Марш Радецкого
Шрифт:
Что за человек! Не успел он приехать, как все уже знали, что он может померяться силами с этим болотом и что он сильнее границы. На него можно было положиться! Он нарушал все военные законы, но казалось, что он разрушает их! Он мог бы изобрести новый служебный регламент, ввести и провести его! Так он выглядел! Ему нужно было много денег, но они и стекались к нему со всех сторон. Товарищи давали ему взаймы, подписывали для него векселя, закладывали своя кольца и часы, писали, стараясь достать ему денег, своим отцам и теткам. Не то чтобы его так сильно любили! Ведь любовь приблизила бы их к нему, а он, видимо, не очень-то хотел приближать к себе! Но это и по чисто физическим причинам было бы нелегко, — его рост, его ширина и сила всех от него отгоняли, и поэтому ему не трудно было быть добродушным.

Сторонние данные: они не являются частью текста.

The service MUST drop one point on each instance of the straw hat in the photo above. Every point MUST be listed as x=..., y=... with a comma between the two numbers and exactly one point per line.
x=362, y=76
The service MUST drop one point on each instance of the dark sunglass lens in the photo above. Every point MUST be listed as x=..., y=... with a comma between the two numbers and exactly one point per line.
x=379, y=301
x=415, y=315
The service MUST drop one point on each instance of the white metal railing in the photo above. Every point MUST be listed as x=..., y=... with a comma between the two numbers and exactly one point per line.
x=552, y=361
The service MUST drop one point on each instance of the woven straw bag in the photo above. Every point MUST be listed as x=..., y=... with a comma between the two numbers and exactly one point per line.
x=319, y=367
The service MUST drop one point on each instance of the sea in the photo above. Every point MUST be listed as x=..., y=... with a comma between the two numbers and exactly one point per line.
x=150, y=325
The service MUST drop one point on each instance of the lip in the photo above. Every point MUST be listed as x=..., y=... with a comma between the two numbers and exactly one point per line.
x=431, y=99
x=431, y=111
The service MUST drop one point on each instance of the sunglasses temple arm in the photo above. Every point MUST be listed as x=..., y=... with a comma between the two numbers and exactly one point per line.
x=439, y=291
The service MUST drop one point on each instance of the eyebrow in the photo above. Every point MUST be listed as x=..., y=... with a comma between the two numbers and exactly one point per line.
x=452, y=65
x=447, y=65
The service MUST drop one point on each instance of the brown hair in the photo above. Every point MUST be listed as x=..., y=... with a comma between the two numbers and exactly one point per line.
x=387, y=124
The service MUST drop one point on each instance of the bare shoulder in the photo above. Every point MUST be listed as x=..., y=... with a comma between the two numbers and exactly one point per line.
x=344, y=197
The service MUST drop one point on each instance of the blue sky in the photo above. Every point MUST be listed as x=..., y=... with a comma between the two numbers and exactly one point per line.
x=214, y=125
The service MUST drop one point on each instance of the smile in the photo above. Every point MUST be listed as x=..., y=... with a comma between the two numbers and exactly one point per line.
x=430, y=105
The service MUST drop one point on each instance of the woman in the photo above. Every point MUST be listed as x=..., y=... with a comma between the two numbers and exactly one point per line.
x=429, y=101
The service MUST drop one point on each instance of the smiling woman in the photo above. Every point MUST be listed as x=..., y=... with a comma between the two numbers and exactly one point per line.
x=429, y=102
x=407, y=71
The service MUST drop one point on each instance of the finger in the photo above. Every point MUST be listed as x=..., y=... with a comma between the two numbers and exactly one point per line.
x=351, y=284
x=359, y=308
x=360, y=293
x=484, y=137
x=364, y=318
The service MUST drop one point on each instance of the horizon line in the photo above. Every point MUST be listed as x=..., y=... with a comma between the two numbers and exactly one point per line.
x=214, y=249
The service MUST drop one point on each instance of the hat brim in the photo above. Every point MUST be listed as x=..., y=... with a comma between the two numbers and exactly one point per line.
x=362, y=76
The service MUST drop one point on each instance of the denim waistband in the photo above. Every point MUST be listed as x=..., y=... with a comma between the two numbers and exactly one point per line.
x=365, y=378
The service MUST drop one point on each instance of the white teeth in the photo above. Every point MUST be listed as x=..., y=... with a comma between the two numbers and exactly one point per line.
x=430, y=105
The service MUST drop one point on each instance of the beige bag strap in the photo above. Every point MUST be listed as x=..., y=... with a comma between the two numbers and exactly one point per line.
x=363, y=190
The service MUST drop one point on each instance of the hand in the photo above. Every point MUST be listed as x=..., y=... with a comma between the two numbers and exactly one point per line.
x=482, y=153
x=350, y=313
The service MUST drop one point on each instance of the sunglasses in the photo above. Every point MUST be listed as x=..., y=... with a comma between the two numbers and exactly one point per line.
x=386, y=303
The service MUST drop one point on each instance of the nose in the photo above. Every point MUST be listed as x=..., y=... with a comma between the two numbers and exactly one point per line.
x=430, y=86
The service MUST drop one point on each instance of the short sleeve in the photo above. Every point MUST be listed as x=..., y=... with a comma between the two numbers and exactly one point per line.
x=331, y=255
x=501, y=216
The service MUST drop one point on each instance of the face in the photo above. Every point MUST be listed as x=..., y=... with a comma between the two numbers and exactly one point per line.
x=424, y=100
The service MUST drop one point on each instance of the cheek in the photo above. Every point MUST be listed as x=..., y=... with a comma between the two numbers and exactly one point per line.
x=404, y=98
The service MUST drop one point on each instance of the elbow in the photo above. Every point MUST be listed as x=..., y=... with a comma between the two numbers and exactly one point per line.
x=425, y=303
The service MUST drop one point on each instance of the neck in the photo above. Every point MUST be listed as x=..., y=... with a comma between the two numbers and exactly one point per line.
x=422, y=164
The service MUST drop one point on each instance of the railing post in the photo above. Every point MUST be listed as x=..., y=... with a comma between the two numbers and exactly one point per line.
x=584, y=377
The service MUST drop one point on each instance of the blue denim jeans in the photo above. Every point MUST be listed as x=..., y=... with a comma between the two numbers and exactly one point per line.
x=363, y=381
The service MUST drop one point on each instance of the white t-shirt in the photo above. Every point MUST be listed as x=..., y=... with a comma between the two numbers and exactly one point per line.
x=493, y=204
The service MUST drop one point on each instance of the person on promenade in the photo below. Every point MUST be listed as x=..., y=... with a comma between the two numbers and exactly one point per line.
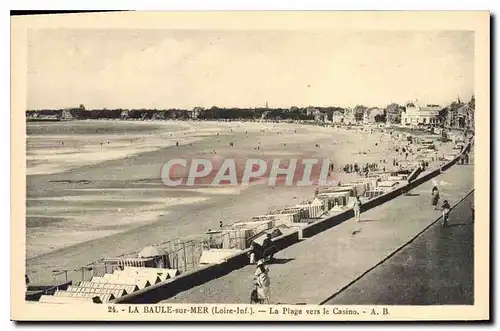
x=263, y=282
x=268, y=247
x=357, y=209
x=446, y=213
x=435, y=197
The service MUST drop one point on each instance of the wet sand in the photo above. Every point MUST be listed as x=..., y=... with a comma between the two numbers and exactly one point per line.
x=106, y=203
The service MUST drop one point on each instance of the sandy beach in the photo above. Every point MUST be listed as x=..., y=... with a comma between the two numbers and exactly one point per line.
x=95, y=191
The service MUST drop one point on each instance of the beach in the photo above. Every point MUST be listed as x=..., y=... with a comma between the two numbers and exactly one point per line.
x=94, y=188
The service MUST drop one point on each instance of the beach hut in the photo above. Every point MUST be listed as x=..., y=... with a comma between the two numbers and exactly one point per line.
x=217, y=256
x=330, y=199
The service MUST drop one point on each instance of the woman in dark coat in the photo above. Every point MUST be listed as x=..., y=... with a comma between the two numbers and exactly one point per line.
x=435, y=196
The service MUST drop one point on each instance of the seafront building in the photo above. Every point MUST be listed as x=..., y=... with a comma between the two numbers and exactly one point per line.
x=416, y=114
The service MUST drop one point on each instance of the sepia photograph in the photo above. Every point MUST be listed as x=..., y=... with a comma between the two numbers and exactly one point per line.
x=251, y=166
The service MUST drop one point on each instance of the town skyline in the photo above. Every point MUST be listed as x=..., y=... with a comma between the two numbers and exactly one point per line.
x=185, y=69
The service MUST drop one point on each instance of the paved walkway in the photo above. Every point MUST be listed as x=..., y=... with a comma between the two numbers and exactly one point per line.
x=435, y=269
x=314, y=269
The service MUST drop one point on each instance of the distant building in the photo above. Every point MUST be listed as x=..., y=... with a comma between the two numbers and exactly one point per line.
x=369, y=115
x=460, y=118
x=415, y=114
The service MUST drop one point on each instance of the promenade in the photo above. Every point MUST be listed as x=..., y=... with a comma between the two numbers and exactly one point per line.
x=316, y=268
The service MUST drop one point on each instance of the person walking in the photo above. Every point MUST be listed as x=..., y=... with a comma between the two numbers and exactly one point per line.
x=263, y=282
x=446, y=213
x=357, y=209
x=435, y=197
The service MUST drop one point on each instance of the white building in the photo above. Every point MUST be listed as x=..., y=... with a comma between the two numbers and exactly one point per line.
x=415, y=114
x=349, y=116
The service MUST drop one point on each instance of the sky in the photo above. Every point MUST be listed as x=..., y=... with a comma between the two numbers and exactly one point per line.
x=126, y=68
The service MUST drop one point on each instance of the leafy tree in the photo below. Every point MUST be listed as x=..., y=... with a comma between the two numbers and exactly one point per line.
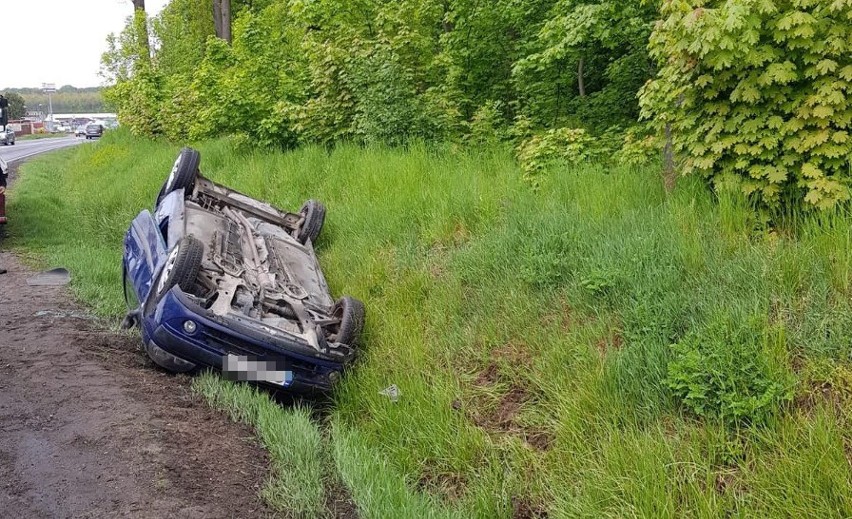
x=756, y=94
x=589, y=60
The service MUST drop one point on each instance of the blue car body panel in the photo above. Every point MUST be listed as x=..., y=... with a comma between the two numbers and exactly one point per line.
x=146, y=246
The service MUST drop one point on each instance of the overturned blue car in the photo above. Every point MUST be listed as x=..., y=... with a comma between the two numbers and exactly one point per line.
x=216, y=279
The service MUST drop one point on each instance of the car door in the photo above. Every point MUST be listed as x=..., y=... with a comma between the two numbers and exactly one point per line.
x=144, y=251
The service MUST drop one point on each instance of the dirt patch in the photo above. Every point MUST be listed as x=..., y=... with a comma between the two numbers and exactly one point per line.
x=523, y=508
x=540, y=439
x=497, y=397
x=91, y=429
x=451, y=486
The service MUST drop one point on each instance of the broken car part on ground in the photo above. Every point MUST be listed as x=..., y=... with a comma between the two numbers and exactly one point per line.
x=217, y=279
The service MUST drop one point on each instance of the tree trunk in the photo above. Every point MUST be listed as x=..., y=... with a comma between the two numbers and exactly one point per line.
x=139, y=9
x=669, y=174
x=222, y=19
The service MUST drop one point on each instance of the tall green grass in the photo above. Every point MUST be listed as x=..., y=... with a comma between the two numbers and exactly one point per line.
x=595, y=348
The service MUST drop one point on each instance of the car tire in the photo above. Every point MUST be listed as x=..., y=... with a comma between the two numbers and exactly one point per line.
x=166, y=360
x=183, y=175
x=313, y=214
x=182, y=266
x=351, y=315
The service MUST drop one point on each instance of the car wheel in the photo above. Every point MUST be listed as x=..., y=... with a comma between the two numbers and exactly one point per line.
x=166, y=360
x=349, y=314
x=183, y=174
x=181, y=268
x=313, y=217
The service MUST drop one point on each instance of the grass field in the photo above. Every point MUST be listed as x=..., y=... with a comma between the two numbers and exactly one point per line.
x=593, y=349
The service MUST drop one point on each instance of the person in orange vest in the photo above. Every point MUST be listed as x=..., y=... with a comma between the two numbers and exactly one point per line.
x=4, y=111
x=3, y=172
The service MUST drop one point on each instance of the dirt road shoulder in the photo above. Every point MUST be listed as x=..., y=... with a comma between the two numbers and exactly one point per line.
x=88, y=428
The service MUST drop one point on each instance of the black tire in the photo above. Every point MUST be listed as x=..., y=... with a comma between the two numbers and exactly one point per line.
x=313, y=213
x=181, y=269
x=351, y=314
x=183, y=174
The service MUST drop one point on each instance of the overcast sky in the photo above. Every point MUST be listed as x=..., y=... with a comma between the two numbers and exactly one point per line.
x=59, y=41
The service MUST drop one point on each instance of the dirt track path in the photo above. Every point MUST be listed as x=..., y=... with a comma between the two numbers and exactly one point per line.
x=88, y=428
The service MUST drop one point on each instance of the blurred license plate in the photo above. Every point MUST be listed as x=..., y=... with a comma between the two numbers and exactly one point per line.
x=249, y=369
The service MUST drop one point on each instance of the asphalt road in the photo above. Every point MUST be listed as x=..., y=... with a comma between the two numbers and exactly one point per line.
x=25, y=149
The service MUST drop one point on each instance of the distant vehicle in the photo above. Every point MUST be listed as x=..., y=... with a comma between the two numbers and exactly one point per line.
x=7, y=136
x=94, y=130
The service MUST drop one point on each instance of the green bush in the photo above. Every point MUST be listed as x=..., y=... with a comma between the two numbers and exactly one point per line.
x=731, y=370
x=756, y=94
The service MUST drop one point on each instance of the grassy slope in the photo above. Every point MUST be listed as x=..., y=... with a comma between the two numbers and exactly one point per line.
x=529, y=333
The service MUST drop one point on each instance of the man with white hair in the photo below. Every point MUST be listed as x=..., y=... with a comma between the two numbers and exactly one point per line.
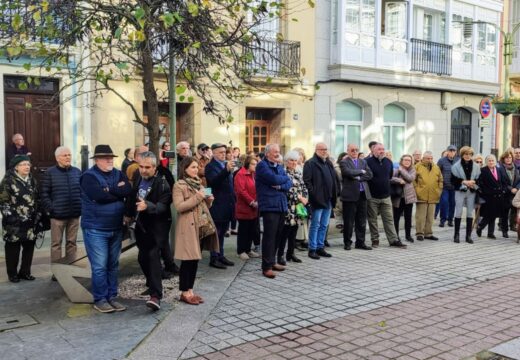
x=61, y=199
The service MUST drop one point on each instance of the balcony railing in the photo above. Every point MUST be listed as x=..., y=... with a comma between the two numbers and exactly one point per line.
x=431, y=57
x=274, y=58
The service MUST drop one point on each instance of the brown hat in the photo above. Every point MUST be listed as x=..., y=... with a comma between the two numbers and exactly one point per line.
x=103, y=151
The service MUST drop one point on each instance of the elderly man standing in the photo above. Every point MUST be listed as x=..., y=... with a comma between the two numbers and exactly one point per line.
x=354, y=194
x=272, y=185
x=61, y=199
x=380, y=201
x=428, y=186
x=219, y=176
x=447, y=202
x=322, y=183
x=103, y=191
x=149, y=204
x=17, y=147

— Поезжай спокойно! — сказал он лейтенанту Тротта. — Ответственность я беру на себя!
Он брал на себя ответственность и умел нести ее. Каждую неделю ему нужны были деньги. Лейтенант Тротта получал их от Каптурака. Да и ему самому, Тротта, нужны были деньги. Он чувствовал бы себя ничтожным, являясь к фрау Тауссиг без денег. Это значило бы вступать безоружным в вооруженный лагерь. Какое легкомыслие! И он постепенно увеличивал свои потребности, умножал суммы, которые брал с собой, и все же из каждой поездки возвращался с последней кроной в кармане, всегда решая в следующий раз захватить
Шесть тысяч крон был он должен Каптураку и Бродницеру. Эта сумма, даже при его смутном представлении о цифрах, казалась гигантской, когда он сравнивал ее со своим месячным жалованьем. (А треть его еще удерживалась каждый месяц.) Постепенно он все же свыкся с цифрой шесть тысяч, как с могущественным, но очень давним врагом. Да, в хорошие минуты ему даже казалось, что цифра уменьшается и теряет силу. Но в плохие минуты она возрастала до грозных размеров.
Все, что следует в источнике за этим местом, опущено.